Арабы и море. По страницам рукописей и книг (Шумовский) - страница 18

«Не один раз в начале своей работы в Азиатском музее, – вспоминает академик И.Ю. Крачковский в книге „Над арабскими рукописями“, – мечтая о продолжении розеновского описания старых коллекций, я брал в руки один смешанный турецко-арабский сборник. Ничьего внимания он раньше не привлекал, и рукописная заметка о нем, неизвестно кому принадлежавшая, была малозначительна. Центр составляли турецкие части: они были переписаны красиво и, с точки зрения тюрколога, даже довольно рано – в начале XVI века. И по содержанию они могли бы представить интерес. Там был какой-то трактат по музыке, который теперь, после исследований Фармера, мог бы, вероятно, найти свое место в науке. Была там одна из довольно ранних, очевидно, версий романтически-трагичной истории Джем-султана[21]

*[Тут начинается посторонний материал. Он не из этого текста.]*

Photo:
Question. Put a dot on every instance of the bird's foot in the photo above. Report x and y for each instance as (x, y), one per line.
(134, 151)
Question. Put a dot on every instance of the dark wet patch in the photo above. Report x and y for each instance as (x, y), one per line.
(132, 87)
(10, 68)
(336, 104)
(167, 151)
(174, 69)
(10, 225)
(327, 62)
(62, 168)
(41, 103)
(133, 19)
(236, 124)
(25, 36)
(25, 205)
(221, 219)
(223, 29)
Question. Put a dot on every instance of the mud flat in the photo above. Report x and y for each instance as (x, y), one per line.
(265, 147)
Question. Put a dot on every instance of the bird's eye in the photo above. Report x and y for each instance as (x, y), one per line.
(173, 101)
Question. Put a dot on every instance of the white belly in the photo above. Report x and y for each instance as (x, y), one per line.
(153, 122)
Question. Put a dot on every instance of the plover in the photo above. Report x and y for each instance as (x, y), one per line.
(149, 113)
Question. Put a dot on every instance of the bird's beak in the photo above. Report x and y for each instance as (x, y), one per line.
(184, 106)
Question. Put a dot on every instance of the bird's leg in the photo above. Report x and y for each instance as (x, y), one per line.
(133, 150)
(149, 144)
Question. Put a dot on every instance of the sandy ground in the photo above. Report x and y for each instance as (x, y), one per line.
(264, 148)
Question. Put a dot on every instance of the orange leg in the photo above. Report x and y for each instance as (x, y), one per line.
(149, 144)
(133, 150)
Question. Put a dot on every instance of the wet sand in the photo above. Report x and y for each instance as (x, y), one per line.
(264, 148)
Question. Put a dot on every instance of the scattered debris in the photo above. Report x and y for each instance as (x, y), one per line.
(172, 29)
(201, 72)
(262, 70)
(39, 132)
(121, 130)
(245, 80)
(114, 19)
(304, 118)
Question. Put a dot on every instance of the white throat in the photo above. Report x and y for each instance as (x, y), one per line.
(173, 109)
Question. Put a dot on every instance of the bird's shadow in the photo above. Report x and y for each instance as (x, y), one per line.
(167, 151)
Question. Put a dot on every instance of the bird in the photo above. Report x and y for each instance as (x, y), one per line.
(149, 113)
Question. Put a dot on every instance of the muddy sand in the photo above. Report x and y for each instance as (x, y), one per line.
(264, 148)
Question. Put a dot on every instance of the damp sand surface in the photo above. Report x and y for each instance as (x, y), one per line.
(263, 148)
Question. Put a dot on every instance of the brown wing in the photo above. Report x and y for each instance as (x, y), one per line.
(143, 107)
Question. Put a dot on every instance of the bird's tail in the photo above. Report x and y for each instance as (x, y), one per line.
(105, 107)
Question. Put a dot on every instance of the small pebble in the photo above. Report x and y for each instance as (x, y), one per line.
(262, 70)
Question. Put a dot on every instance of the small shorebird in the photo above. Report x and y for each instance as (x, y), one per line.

…Арабские части казались мне более „серыми“. Они были переписаны довольно небрежно, другой рукой, и сводились главным образом к трем „урджузам“[22] – стихотворениям какого-то Ахмеда ибн Маджида с довольно скучным, как мне казалось, перечнем морских переходов где-то около Аравии. Автора идентифицировать мне не удалось: наши обычные руководители Брокельман и Хаджжи Халифа ничем здесь не помогали. Я и не был особенно настойчив – стихотворения производили на меня впечатление набора имен для какой-то дидактической малопонятной цели. Несколько раз я брал сборник опять в руки, но описание его так и не двинулось.

Между тем приближалась середина 20-х годов. Постепенно наши международные сношения восстанавливались; начинала поступать с Востока и Запада литература, понемногу заполнявшая накопившиеся за время войны громадные лакуны. Иногда я не знал, какую брешь в своих познаниях скорее заделывать – так много интересных новостей приносили эти книги. То я хватался за египетские издания, с большой радостью констатируя, что за эти годы перерыва выросли почти не существовавшие раньше арабская драма и новелла. То я бросался к европейской арабистике, поглощая новые издания классических текстов и статьи о новых открытиях. Пробегая их, я любовался, с каким мастерством французский ориенталист Ферран строил неизвестную раньше интереснейшую главу о морской географии XV века: только с его знанием и ближневосточных, и малайских, и индийских, и дальневосточных языков можно было эго сделать, только комбинация европейских и восточных источников приводила к таким незыблемым результатам. Постепенно фигура арабского лоцмана Васко да Гамы начинала приобретать живое обличие. Что у него при первом переходе из Малинди в Каликут в 1498 году был пилот араб, об этом давно было известно, но „Малемо Канака“ или „араб из Гуджерата“ португальских источников звучали как-то темно и смутно. Комбинируя эти данные с арабскими и турецкими свидетельствами, Ферран как раз в эти годы сумел установить настоящее арабское имя пилота, выяснить, откуда он был родом. Мало того, за время нашего разобщения с мировой наукой удалось обнаружить в Национальной библиотеке в Париже и собственные произведения этого пилота; он был не только выдающийся практик, но и теоретик. С немного иронической улыбкой я читал, как до 1912 года эти сочинения лежали никому неведомыми в Национальной библиотеке, хотя одна рукопись находилась там с 50-х годов.